Rider safety moved into the center of the conversation among key stakeholders in 2020 following Jakobsen’s crash. A series of new steps have been introduced to improve rider safety, but Ewan said most of the top pro riders in the peloton accept the risks.
“Even if they don’t say it, everyone has accepted that it’s part of their job that maybe they’re going to have a big crash at some point of their careers,” Ewan said. “Cycling is a dangerous sport in general. Most of us have accepted it. If they can do something to make it safer, they should try. If there are options for safer barriers, use the safer barriers. At the end of the day, it’s always going to be a really dangerous sport. I don’t know what they can do to make it so much safer.”
If professional bike racing is already dangerous enough with open roads, traffic furniture, bad weather, poor course design, and sometimes-subpar quality of safety barriers, Ewan still said it’s the riders who take the most risks.

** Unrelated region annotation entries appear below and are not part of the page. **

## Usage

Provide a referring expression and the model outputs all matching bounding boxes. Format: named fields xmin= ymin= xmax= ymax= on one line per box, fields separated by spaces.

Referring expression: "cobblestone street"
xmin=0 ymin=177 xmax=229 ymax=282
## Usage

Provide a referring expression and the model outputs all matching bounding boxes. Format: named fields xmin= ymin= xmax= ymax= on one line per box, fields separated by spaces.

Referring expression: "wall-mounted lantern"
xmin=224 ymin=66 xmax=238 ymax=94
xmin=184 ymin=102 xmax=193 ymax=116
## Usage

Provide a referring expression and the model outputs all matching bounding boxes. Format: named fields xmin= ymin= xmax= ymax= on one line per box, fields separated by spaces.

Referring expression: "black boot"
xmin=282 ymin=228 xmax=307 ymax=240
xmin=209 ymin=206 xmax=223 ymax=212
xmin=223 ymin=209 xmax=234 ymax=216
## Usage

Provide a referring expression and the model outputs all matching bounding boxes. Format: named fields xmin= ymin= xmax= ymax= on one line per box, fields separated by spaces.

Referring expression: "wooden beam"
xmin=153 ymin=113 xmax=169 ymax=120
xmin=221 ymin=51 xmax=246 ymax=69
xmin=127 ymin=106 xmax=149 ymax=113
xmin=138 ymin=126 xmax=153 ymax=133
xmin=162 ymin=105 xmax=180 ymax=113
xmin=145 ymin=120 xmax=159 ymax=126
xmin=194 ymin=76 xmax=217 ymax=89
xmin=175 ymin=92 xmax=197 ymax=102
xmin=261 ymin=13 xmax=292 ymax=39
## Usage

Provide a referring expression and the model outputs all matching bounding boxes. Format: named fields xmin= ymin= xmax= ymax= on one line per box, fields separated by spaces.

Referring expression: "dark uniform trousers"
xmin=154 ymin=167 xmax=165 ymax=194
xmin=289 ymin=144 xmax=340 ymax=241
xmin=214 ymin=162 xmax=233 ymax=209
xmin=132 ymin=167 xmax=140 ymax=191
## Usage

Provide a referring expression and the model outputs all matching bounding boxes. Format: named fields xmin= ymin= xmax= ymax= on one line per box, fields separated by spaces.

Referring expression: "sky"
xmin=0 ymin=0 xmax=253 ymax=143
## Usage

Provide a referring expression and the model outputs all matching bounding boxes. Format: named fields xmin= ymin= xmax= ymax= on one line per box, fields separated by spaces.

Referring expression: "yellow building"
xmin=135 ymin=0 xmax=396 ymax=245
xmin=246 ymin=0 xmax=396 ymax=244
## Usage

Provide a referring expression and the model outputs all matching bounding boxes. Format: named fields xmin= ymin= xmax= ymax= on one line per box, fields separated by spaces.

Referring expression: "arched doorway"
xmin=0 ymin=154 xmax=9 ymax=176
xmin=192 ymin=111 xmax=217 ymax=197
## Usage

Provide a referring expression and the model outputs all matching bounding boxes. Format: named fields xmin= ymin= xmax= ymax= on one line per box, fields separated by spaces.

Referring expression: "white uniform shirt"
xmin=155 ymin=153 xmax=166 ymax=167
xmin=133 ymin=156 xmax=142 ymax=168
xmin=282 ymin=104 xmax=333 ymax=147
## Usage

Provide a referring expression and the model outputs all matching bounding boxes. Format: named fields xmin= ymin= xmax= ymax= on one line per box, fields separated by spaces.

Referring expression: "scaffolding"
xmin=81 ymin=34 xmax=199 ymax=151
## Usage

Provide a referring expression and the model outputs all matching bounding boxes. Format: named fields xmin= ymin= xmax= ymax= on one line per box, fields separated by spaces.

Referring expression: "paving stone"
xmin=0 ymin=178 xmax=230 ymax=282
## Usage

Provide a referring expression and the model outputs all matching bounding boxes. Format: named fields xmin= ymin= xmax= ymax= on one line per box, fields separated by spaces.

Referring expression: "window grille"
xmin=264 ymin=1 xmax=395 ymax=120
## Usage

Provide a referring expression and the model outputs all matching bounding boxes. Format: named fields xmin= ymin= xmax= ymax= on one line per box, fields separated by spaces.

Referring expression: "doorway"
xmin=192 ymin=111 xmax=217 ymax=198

“The first thing I am going to say, when you decide to be a sprinter, you know sprinting is not the safest thing in the world,” he said. “Every sprinter you see has accepted that. It doesn’t matter if you’re on a 10-lane road, sprinting is going to be dangerous.
“Generally, the crashes are because of the riders, not because of the barriers. If you crash into the barriers it is usually because another rider has moved you into the barrier. I’m not scared of barriers. If anything, you’re scared of other riders moving in a way that you wouldn’t want them to. It’s been the same since I was a junior. There are always going to be riders who are going to come off their line. They’ve become a lot more strict on that the last few years about riders coming off their line.
“If you go down the barrier with a small gap, you know there is a risk if the rider comes off his line, you might end up in the barrier. All sprinters have taken that sprint in their careers. That’s just part of sprinting. If you crash into a barrier, it’s probably not going to be great.”
Sprint lanes? ‘I hope it will never happen’

One of the ideas considered to make sprinting safer would be to include sprinter lanes in the closing meters, meaning that riders must stay within their designated lanes in the final dash to the line, or face disqualification.
Ewan said he’s fully against that idea.
“That would be the worst thing you could do to a sprint, and I hope that never, ever happens,” Ewan said. “A sprint stage is generally pretty boring already. Most of the sprint teams control the stages, so it’s pretty rare the breaks stay away, so if they make the sprints boring in the end, no one is going to want to watch sprints anymore.
“My sprint in the third stage of the Tour, when I was weaving through the bunch, that’s exciting to watch — not sprinting in one lane,” he said. “I’ve had heard that suggestion. How would that work? What’s stopping a whole team from blocking all the lanes and you cannot come around? I don’t think it will ever happen, I hope it will never happen.
“Sprints are fast, sprints are dangerous. That’s the way it is,” Ewan said. “Every sprinter has accepted that, and the guys who don’t want to accept that are probably not the world’s best sprinters.”